Inquiry chairman John Chilcot, a retired senior civil servant, initially said he would not call Brown and other serving ministers until after the vote to avoid the hearing 'being used as a platform for political advantage.'

Following pressure from political rivals however, the prime minister offered to appear before the election.

After two years trailing behind the main opposition Conservatives in the opinion polls, Labour has recently cut the gap to between two and five percentage points.

Any fresh revelations linking him to the still-divisive Iraq conflict ' seen by many as a black mark on Labour's 13 years in power ' could be highly damaging.

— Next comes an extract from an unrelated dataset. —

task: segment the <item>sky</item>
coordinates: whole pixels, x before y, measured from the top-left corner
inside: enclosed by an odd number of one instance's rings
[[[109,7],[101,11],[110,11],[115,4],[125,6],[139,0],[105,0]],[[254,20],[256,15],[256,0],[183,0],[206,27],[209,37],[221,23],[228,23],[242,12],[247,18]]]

The British military lost 179 soldiers in the Iraq campaign and is currently engaged in fierce fighting in Afghanistan, where casualties since 2001 are edging up to 270.

Brown was finance minister from 1997 until 2007, when he took over from Blair as prime minister.

Jocelyn Cockburn, a lawyer for relatives of soldiers killed in lightly armoured Snatch Land Rovers in Iraq, said in Thursday's edition of The Times that she was urging Chilcot to challenge Brown over funding concerns.

'Specifically, was he aware of concerns around the lack of armoured vehicles and did he receive any requests for funding (particularly in the period 1997-2006) to purchase armoured vehicles?' she wrote in a letter to Chilcot.

The use of the Snatch vehicles has been the focus of growing anger in Britain because of their apparent inability to withstand so-called improvised explosive devices (IEDs) in both Iraq and Afghanistan.